The former NHS chief executive and permanent secretary of the Department of Health is leading the Commission on Acute Adult Psychiatric Care set up by the Royal College of Psychiatrists.
In an exclusive interview with HSJ, Lord Crisp, who will chair the inquiry involving 14 commissioners from across the sector, said he believed solutions to capacity pressures in mental health would vary and involve a range of factors.
He said it was too simple to blame a lack of funding for problems, adding it was important to understand all the issues affecting the sector and that beds were just “one factor”.
The inquiry will “try and understand the dynamic and what seems to be the right mix”, he added. “I have heard an awful lot of comment about pressure on beds from staff and from patients, but what I am not hearing is people making the comment they just need more beds. It’s about how those beds are used and how they fit into everything else,” Lord Crisp said.
The inquiry, which is not looking at children’s services or specialist services such as eating disorders, has made a call for evidence, which will close on 18 March.
Lord Crisp said the commission would look to make relatively few recommendations, adding: “We want to say this is what inpatient beds are for, and these are the reasons for the current problems, and these are what we think needs to be done in order to provide better services to the standards we want for the people who need them.”
On achieving parity of esteem he said: “If something has developed over 40 or 50 years you don’t solve it in five minutes. There isn’t parity of esteem, and even if the rhetoric was followed through to the absolute maximum, you aren’t going to get parity of esteem for five or 10 years because it takes a long time.”
The Royal College of Psychiatrists set up the inquiry in response to concerns over whether the mental health sector has enough acute inpatient psychiatric beds for adults in England, Wales and Northern Ireland. The college said the number of patients in England travelling out of their local area for emergency mental health treatment more than doubled from 1,301 in 2011-12 to 3,024 in 2013-14. It also said the average inpatient ward bed occupancy figure in England was 101 per cent in August 2013 with some wards running at 138 per cent.

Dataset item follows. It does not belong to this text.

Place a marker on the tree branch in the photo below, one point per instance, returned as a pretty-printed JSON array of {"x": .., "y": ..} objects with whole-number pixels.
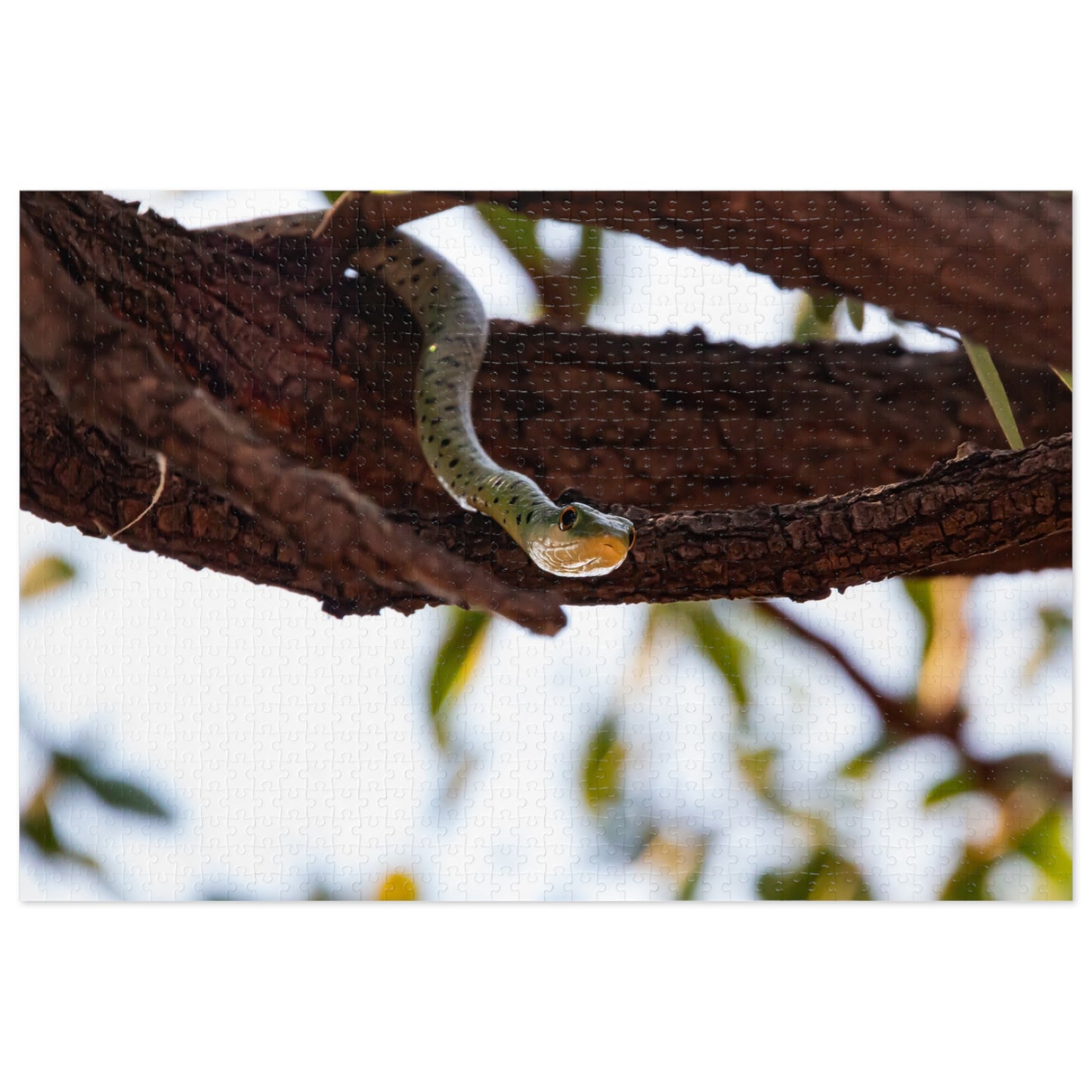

Sir Simon Wessely, president of college, said: “Throughout my career I have seen recurring crises in the provision of mental health beds, with wards running at full capacity and patients in crisis having nowhere to go.
“Now is the time to look at these crises more closely, identify the underlying causes and move towards finding practical and sustainable solutions.”
The 14 commissioners include:
- Paul Farmer, chief executive of Mind;
- Anne Campbell, former chair of Cambridgeshire and Peterborough Foundation Trust;
- John Bacon, chair of Sussex Partnership Foundation Trust;
- Martin Barkley, chief executive of Tees, Esk and Wear Valleys Foundation Trust; and
- Michael Brown, mental health coordinator at the College of Policing.
It also includes Mary Riddell, political columnist for The Daily Telegraph; Royal College of Nursing chief executive Peter Carter; and a number mental health service users.
The commission will produce its final report for publication in early 2016.